Сама она не подумала бы купить себе такие! Но как же они ей нравятся!

Розамунда встала и позволила снять с себя сорочку. Служанки принесли камизу из тонкого полотна с узкой оборкой вокруг выреза.

— Садитесь, миледи, — попросила Долл. — Хозяин объяснил, какой желает видеть вашу прическу.

Она взяла щетку из грушевого дерева и принялась расплетать и расчесывать косу, восхищаясь густыми длинными волосами Розамунды, в которых играли золотистые отблески.

— Следи за мной, Энни, — велела она, — и учись Нашей госпоже очень пойдет такая прическа.

Она разделила волосы на прямой пробор и, свернув узлом, закрепила на затылке.

— Ну вот, разве не великолепно?

Розамунда взглянула на свое отражение в зеркале, поднесенном Энни. На нее смотрела незнакомая женщина.

— О небо! — тихо воскликнула она.

— Видите разницу? — торжествующе спросила Долл. — Это французская мода, и в Англии мало кто о ней знает.

Большинство придворных дам предпочитают причесываться, как в старину, хотя мне говорили, что некоторые женщины постарше поднимают волосы наверх, как прачки.

— Прекрасно выглядит, Долл, и я благодарю тебя, — кивнула Розамунда. Жаль только, что вуаль почти закроет новую прическу. И все же она вдруг почувствовала небывалую уверенность.

Служанки помогли Розамунде ступить в юбки, подняли их и завязали у талии. Настала очередь корсажа и рукавов.

Черная парча была сама по себе красива, а жемчужинки у выреза и на широких манжетах превратили модное платье в великолепный придворный наряд. Ничего не скажешь, у кузена поистине безошибочный вкус.

Наконец все было прилажено, зашнуровано и скреплено. К кринолину нужно было привыкнуть, но Розамунда довольно быстро освоилась. Потом снова села, и Энни надела ей на шею жемчужное ожерелье с крестиком и заколола подаренную кузеном брошь. Розамунда добавила свое обручальное кольцо и перстень с гранатом. Увидев это, Долл покачала головой:

— Его милость велел передать, что вот это лучше пойдет к броши.

Она вынула из кармана коробочку и протянула Розамунде.

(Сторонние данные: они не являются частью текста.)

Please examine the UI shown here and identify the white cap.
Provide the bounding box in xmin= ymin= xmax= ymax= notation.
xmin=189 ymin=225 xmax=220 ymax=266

— Какая прелесть! — воскликнула та при виде кольца с большой жемчужиной грушевидной формы и надела его на палец, неожиданно поняв, как легко принимать чудесные подарки от добродушного кузена. И заодно сообразила, что почти ничего не знает о Томасе Болтоне, кроме его происхождения. — У его милости есть сестры или братья? — спросила она Долл.

— Была младшая сестрица. Намного моложе. По его милости не скажешь, что ему в этом году будет сорок. Ему исполнилось пятнадцать, когда родилась сестра, и он обожал ее с момента появления на свет. Бедняжка умерла родами пять лет назад, и ее малыш вместе с ней. Ей было двадцать. Он так и не оправился после ее кончины и немного повеселел, только когда привез вас в Лондон, миледи. Мы все так рады снова видеть его милость счастливым. Он немного странноват, но как хозяин добр и великодушен.

— Да, — согласилась Розамунда, — и к тому же щедр.

Она сунула ноги в туфельки, принесенные Энни, и встала.

— Долл, на этот раз я не смогу взять тебя ко двору, но, обещаю, в другой раз поедем обязательно. И благодарю за верную службу.

— Служить вам, миледи, большое удовольствие, — ответила Долл, прикрепляя прозрачную вуаль к маленькому английскому чепцу и водружая его на голову Розамунды. — Энни уже захватила ваши плащ и перчатки, так что все готово, миледи.

— Не накидывайте на меня плащ, пока кузен не увидел плоды наших усилий, — велела она и в сопровождении Энни вышла из покоев.

Наблюдая, как кузина спускается по лестнице, сэр Томас Болтон пришел к выводу, что она — сама элегантность.